Root canal procedures – early diagnosis is key

Dr Meyers is trained to identify and assess when a root canal procedure is needed. She will evaluate the tooth and determine if a root canal is the proper treatment. Together, the decision will be made on how to proceed, and the steps necessary to ensure the best outcome.

Root canal therapy is a procedure used to save a tooth that has suffered a crack or excessive decay. This decay has reached the nerve of the tooth and is often accompanied by an infection. A tooth that requires root canal treatment can often cause incredible pain. If left untreated, the infection can progress to an abcess and cause severe health issues. A root canal will alleviate pain and discomfort, and provide an opportunity to save the tooth before the decay and damage require more drastic measures, including extraction.

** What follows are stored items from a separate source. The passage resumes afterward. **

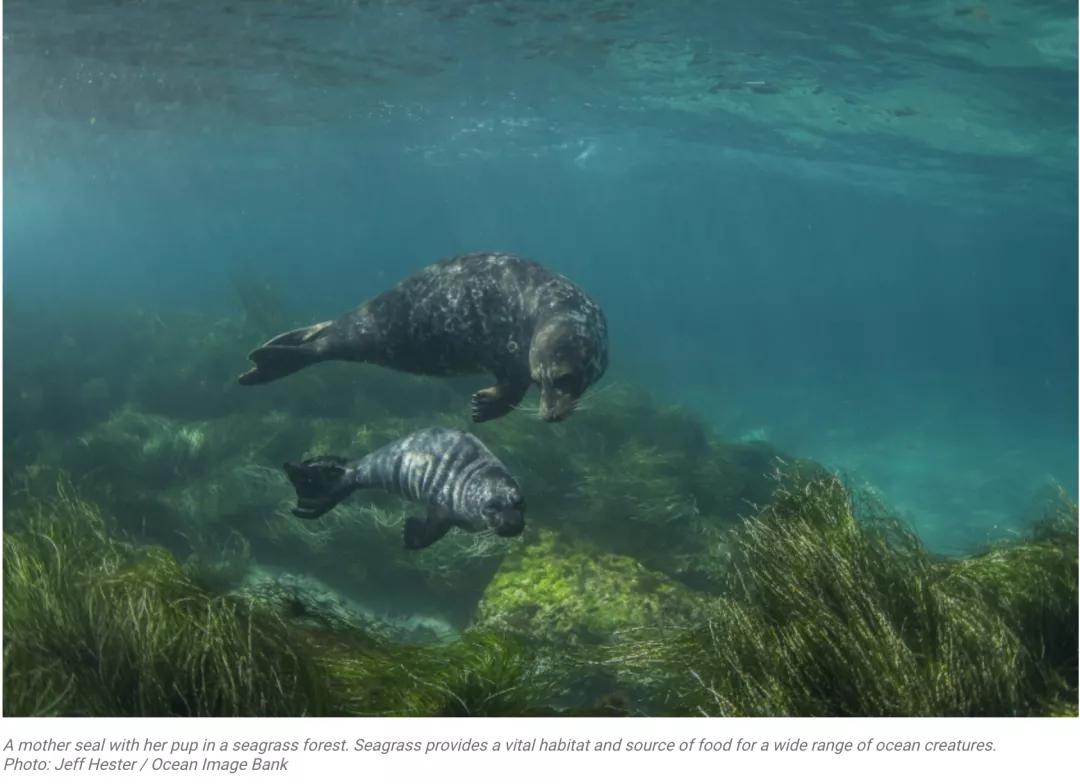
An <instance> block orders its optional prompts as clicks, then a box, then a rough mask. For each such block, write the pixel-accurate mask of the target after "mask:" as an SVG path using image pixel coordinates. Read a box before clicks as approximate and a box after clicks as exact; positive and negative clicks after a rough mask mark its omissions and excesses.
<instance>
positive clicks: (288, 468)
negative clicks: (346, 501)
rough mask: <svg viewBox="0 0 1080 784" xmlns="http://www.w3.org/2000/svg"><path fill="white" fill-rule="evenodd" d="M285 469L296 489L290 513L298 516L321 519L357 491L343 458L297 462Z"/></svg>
mask: <svg viewBox="0 0 1080 784" xmlns="http://www.w3.org/2000/svg"><path fill="white" fill-rule="evenodd" d="M284 469H285V474H286V475H287V476H288V481H289V482H292V483H293V487H294V489H295V490H296V506H294V508H293V514H295V515H296V516H297V517H305V518H307V519H311V518H313V517H320V516H322V515H324V514H326V513H327V512H329V511H330V510H332V509H334V508H335V506H337V505H338V504H339V503H340V502H341V501H343V500H345V499H346V498H348V497H349V494H351V492H352V491H353V490H354V489H356V487H355V485H353V484H352V483H351V482H350V481H349V477H348V471H347V461H346V459H345V458H339V457H333V456H326V457H318V458H312V459H310V460H301V461H300V462H298V463H294V462H288V463H285V465H284Z"/></svg>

A root canal procedure removes the decayed tissue from a damaged tooth. Once the decayed tissue is removed, the tooth is cleaned, filled and sealed. Although the tooth will no longer have sensations of hot and cold, the tooth will still be able to function normally. The pulp is the softer spongy material within the tooth. Infections and bacteria multiply and spread within the pulp. Removing the affected pulp and nerve removes the infected area and alleviates pain and discomfort from the damage tooth.  This allows for a long term solution to save the tooth.

How long does the procedure take?

The length of a procedure can vary based on which tooth is affected. The closer the tooth is to the front of your mouth, the shorter amount of time the root canal generally takes. Upper molars will take longer than canines or incisors.

Even though the pain and discomfort leading up to the root canal can be severe, it is important to remember that the root canal procedure is not.